Güdücü fon oldu, bir çobanın gideri bize 10 bin teklik. Çoban sıkıntısından otumuzu biçemiyoruz saf yerine… Otu; Kars’ta, Ardahan’dan, Erzurum’dan alıyoruz. Yani apayrı bir öz diyecek şey bulamıyorum. Yemi ahiz şansımız yok. Zira ahit çuvalı nerden bakarsan 500 lira. Sunma mebzul yem 500 teklik, 600 lira. Tonu bize 12 bin lira evet geliyor ve kabul etme şansımızda namevcut zaten. Yemleme bizim amacıyla çokça gravite.
Nerden bakarsanız yemleme, sırlar, samanda 150-200 titrem giderimiz var. 200 tonu 3.5- 4 liradan hesaplasan 500-600 liralık para yapıyor. Yani hane bizde sorumluluk. Hayvanımızı satamıyoruz. Ağızotu fiyatlarına bakarak hayvanımız mülk etmiyor.

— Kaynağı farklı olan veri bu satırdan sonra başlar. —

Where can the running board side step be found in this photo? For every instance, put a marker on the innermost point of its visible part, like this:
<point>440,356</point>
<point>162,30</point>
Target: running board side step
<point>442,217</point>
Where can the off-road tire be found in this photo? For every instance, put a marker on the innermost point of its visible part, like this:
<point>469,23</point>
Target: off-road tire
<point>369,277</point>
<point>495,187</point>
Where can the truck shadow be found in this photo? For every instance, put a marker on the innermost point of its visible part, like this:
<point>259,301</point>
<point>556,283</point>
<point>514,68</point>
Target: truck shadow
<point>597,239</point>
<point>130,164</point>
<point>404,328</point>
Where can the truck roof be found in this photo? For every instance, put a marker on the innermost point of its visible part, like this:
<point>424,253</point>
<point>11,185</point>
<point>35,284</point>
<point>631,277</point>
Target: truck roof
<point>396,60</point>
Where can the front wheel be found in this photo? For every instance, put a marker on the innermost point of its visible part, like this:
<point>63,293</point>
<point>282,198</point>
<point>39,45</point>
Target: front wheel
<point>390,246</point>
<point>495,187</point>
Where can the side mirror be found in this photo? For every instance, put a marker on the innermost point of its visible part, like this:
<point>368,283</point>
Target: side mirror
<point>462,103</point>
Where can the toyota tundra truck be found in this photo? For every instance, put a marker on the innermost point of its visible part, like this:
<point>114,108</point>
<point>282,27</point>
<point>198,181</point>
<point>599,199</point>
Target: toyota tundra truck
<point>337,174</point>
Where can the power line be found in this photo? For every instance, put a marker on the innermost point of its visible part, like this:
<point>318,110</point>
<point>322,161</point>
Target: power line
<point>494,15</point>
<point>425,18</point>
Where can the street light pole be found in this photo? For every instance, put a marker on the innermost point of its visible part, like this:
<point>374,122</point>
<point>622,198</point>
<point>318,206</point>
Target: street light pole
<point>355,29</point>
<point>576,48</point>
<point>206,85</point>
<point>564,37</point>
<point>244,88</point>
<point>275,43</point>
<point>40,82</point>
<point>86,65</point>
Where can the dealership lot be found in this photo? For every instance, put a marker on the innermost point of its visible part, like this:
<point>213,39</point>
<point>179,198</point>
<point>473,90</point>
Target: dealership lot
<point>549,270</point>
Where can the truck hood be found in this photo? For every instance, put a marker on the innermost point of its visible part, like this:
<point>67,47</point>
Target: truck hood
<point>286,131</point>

“DİYARBAKIRDA KESİM YAPILIYOR AMA O BIRLIKTE BİZİ KURTARMIYOR”
Hayvanlarımızı kurbandan, kurbana satıyoruz. Hayvanlarımızı besi yapıyoruz tıpkısı zamanda kurbanda satıyoruz. Arada Sırada dışardan gelen tüccarlara satıyoruz. Düpedüz onlara dahi harcamak istemiyoruz çünkü onlarda çarkıt fiyata bizden almak istiyorlar. Bazan kesime gönderiyoruz, uyuşma doğrusu servet etmiyor. Itilaf yani bugünkü parayla piyasaya bakarsan eş Diyarbakır’dahi kesiyor 80 lira civarında. O dahi bizi kurtarmıyor, buradan nakliyesi derken o bizi aşıyor. Filhakika asıl olan nakliye buradan Diyarbakır’a kuzunun fiyatı nısıf fiyatını düşüyor.”